Nachfolgend ein Überblick über die schwersten Unfälle der letzten 25 Jahre.

14. Oktober 2015: Nahe der französischen Stadt Besançon ist eine einsitzige F/A-18 über unbewohntem Gebiet abgestürzt. Der Pilot überlebte verletzt.

23. Oktober 2013: Im Raum Lopper bei Alpnachstad im Kanton Obwalden stürzt eine zweisitzige F/A-18 der Schweizer Luftwaffe ab.

12. November 2002: Ein PC-7 kollidiert bei Bonaduz GR mit dem Seil der Luftseilbahn Rhäzüns-Feldis. Zwei Milizoffiziere kommen ums Leben.

12. Oktober 2001:
Beim Absturz eines Alouette-III-Helikopters oberhalb von Montana VS nach der Kollision mit einem Kabel kommen alle vier Insassen ums Leben.

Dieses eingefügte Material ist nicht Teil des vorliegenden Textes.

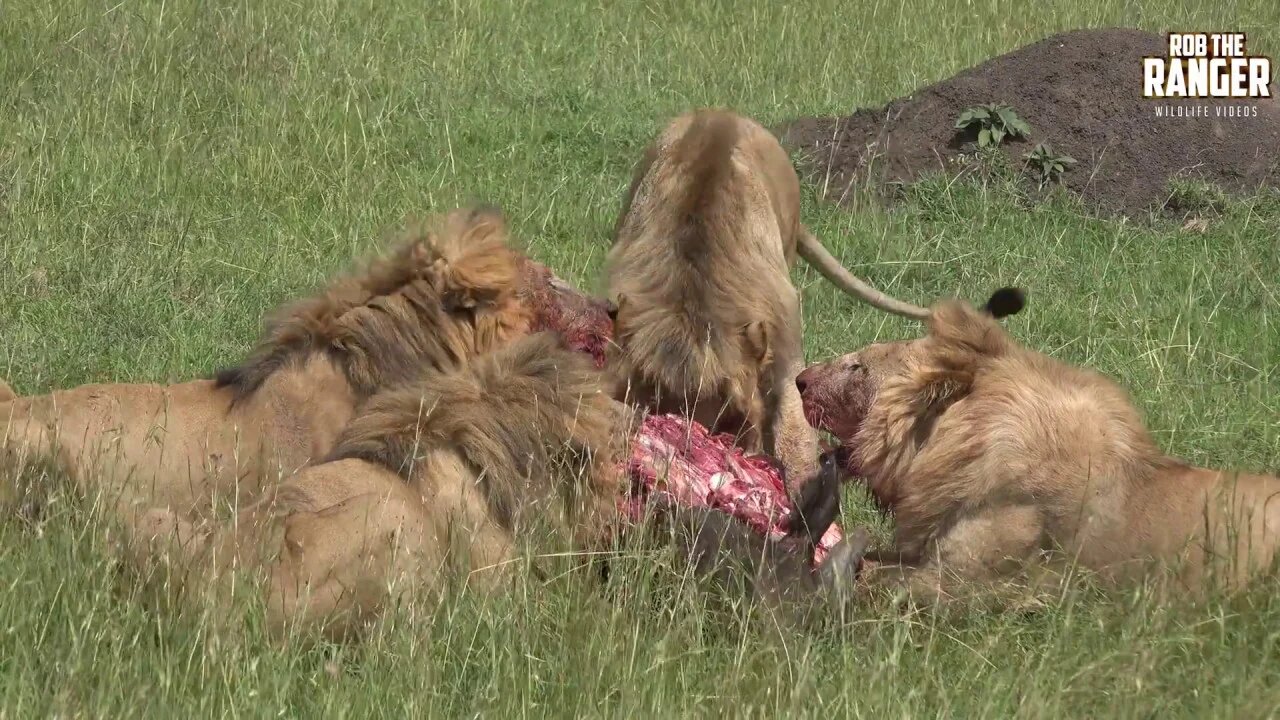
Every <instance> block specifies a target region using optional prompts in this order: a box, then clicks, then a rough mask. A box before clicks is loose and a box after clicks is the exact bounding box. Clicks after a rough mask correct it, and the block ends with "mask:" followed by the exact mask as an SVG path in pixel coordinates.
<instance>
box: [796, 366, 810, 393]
mask: <svg viewBox="0 0 1280 720" xmlns="http://www.w3.org/2000/svg"><path fill="white" fill-rule="evenodd" d="M808 374H809V370H805V372H803V373H800V374H799V375H796V389H799V391H800V395H804V391H805V388H806V387H809V378H806V377H805V375H808Z"/></svg>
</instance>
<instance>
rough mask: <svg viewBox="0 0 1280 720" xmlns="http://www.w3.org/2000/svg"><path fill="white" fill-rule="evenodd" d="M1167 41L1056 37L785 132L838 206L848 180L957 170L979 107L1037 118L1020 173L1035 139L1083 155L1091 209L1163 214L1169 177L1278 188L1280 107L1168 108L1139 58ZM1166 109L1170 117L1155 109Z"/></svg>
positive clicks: (1182, 105) (1031, 122) (1068, 172)
mask: <svg viewBox="0 0 1280 720" xmlns="http://www.w3.org/2000/svg"><path fill="white" fill-rule="evenodd" d="M1166 54H1167V44H1166V40H1165V36H1164V35H1156V33H1151V32H1144V31H1138V29H1085V31H1073V32H1066V33H1061V35H1055V36H1052V37H1048V38H1046V40H1042V41H1039V42H1036V44H1032V45H1028V46H1025V47H1021V49H1019V50H1015V51H1012V53H1007V54H1005V55H1001V56H998V58H995V59H992V60H988V61H986V63H983V64H980V65H977V67H973V68H969V69H966V70H964V72H961V73H959V74H956V76H955V77H952V78H950V79H945V81H942V82H938V83H936V85H932V86H928V87H925V88H922V90H919V91H916V92H915V94H913V95H909V96H906V97H900V99H897V100H893V101H892V102H890V104H888V105H886V106H884V108H876V109H863V110H858V111H855V113H854V114H852V115H849V117H845V118H804V119H799V120H794V122H792V123H790V124H788V126H786V127H785V128H782V131H781V133H780V135H781V136H782V140H783V142H785V143H786V145H788V146H790V147H792V149H796V150H800V152H801V155H803V158H804V159H803V160H801V169H803V170H805V172H806V174H810V176H813V177H817V178H818V179H820V181H822V182H823V183H824V184H826V187H827V190H826V193H827V197H828V199H831V200H837V201H838V200H842V199H844V197H846V196H847V190H849V188H850V186H851V184H854V183H858V186H861V184H863V183H867V182H868V181H870V182H872V183H873V186H874V184H877V183H883V182H895V181H899V182H901V181H908V182H909V181H913V179H915V178H918V177H919V176H920V174H922V173H927V172H934V170H942V169H946V168H948V167H955V163H954V159H955V158H956V156H957V155H960V154H961V152H968V151H972V149H973V147H974V143H973V140H974V137H975V135H974V133H969V135H961V131H957V129H956V128H955V120H956V118H959V117H960V114H961V113H963V111H964V110H966V109H969V108H973V106H975V105H982V104H988V102H991V104H1005V105H1010V106H1011V108H1012V109H1014V111H1015V113H1016V114H1018V115H1019V117H1021V118H1023V119H1024V120H1027V122H1028V123H1029V124H1030V127H1032V132H1030V135H1029V137H1027V138H1012V140H1010V138H1005V141H1004V142H1002V143H1001V147H1002V149H1004V151H1005V152H1006V154H1007V155H1009V156H1010V159H1011V160H1012V161H1014V165H1015V167H1018V168H1024V167H1025V155H1027V152H1028V151H1029V150H1032V147H1034V146H1036V143H1038V142H1047V143H1050V145H1051V146H1052V147H1053V150H1055V151H1056V152H1057V154H1060V155H1070V156H1071V158H1074V159H1075V160H1076V164H1075V165H1074V167H1071V168H1070V169H1069V170H1068V172H1066V173H1065V174H1062V176H1061V179H1062V184H1065V186H1066V187H1069V188H1070V190H1073V191H1075V192H1076V193H1079V195H1080V196H1082V197H1083V199H1084V201H1085V204H1087V205H1088V206H1091V208H1093V209H1094V210H1098V211H1102V213H1105V214H1107V213H1121V214H1138V213H1144V211H1146V210H1153V209H1160V208H1164V206H1165V204H1166V201H1167V200H1169V197H1170V195H1169V181H1170V179H1172V178H1183V177H1187V178H1199V179H1203V181H1208V182H1213V183H1216V184H1220V186H1221V187H1224V188H1226V190H1231V191H1249V190H1256V188H1257V187H1258V186H1260V184H1275V183H1276V182H1277V181H1280V101H1277V100H1276V97H1275V90H1276V83H1275V82H1272V83H1271V88H1272V97H1270V99H1261V100H1240V101H1226V100H1219V99H1206V100H1185V101H1174V102H1166V101H1164V100H1148V99H1144V97H1143V96H1142V79H1143V78H1142V59H1143V58H1144V56H1165V55H1166ZM1157 106H1160V108H1161V109H1162V110H1164V111H1165V117H1158V115H1157Z"/></svg>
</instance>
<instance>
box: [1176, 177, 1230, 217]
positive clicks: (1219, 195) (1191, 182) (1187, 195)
mask: <svg viewBox="0 0 1280 720" xmlns="http://www.w3.org/2000/svg"><path fill="white" fill-rule="evenodd" d="M1229 206H1230V199H1229V197H1228V195H1226V191H1225V190H1222V188H1221V187H1220V186H1217V184H1213V183H1211V182H1204V181H1202V179H1198V178H1189V177H1180V178H1174V179H1171V181H1169V200H1166V201H1165V209H1166V210H1169V211H1170V213H1174V214H1181V215H1184V217H1185V215H1194V217H1198V218H1204V217H1211V218H1220V217H1222V215H1225V214H1226V210H1228V208H1229Z"/></svg>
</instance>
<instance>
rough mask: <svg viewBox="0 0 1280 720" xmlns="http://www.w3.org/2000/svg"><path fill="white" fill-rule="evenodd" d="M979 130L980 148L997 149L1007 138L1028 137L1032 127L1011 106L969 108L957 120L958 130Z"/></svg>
mask: <svg viewBox="0 0 1280 720" xmlns="http://www.w3.org/2000/svg"><path fill="white" fill-rule="evenodd" d="M974 128H977V129H978V147H995V146H997V145H1000V143H1001V142H1002V141H1004V140H1005V138H1006V137H1027V136H1028V135H1030V133H1032V126H1029V124H1027V120H1024V119H1021V118H1020V117H1018V113H1015V111H1014V109H1012V108H1010V106H1009V105H1000V104H988V105H975V106H973V108H969V109H968V110H965V111H964V113H960V117H959V118H956V129H959V131H973V129H974Z"/></svg>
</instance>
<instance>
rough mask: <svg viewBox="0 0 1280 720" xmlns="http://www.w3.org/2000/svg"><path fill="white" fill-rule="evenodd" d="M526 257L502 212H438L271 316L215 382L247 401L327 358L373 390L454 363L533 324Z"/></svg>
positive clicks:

25. Mai 2001: Bei einem Grenzüberwachungsflug touchiert ein Alouette-III-Helikopter bei Delsberg JU ein Kabel und stürzt ab. Der Pilot und drei Grenzwächter werden tödlich verletzt.

14. Oktober 1998: Zwei Trainingsflugzeuge des Typs PC-9 stossen in der Luft zusammen. Während die eine Maschine landen kann, zerschellt die andere bei Oberuzwil SG. Der Pilot stirbt.

7. April 1998: Beim Absturz eines F/A-18-Kampfjets bei Crans VS werden beide Insassen getötet. Als Ursache wurde eine räumliche Desorientierung des Piloten angenommen.

12. November 1997: Ein Pilatus-Porter PC6 stürzt bei schlechtem Wetter in der Nähe von Boltigen BE ab. Der Pilot und vier Soldaten sterben.

20. April 1997: Eine Mirage III RS stürzt bei einem Aufklärungsflug im Raum Ste-Croix VD ab. Der Pilot kommt ums Leben.

15. April 1994: Beim Aufprall eines PC-7 Trainingsflugzeugs in der Nähe von Thun BE wird ein Werkpilot des Bundes getötet.

22. Juni 1994: Bei einem Alpenrundflug stösst ein ziviler Bell-Jet-Ranger-Helikopter am Unteren Mönchsjoch im Berner Oberland mit einem Super-Puma der Armee zusammen. Ein britisches Ehepaar und ein Pilot sterben.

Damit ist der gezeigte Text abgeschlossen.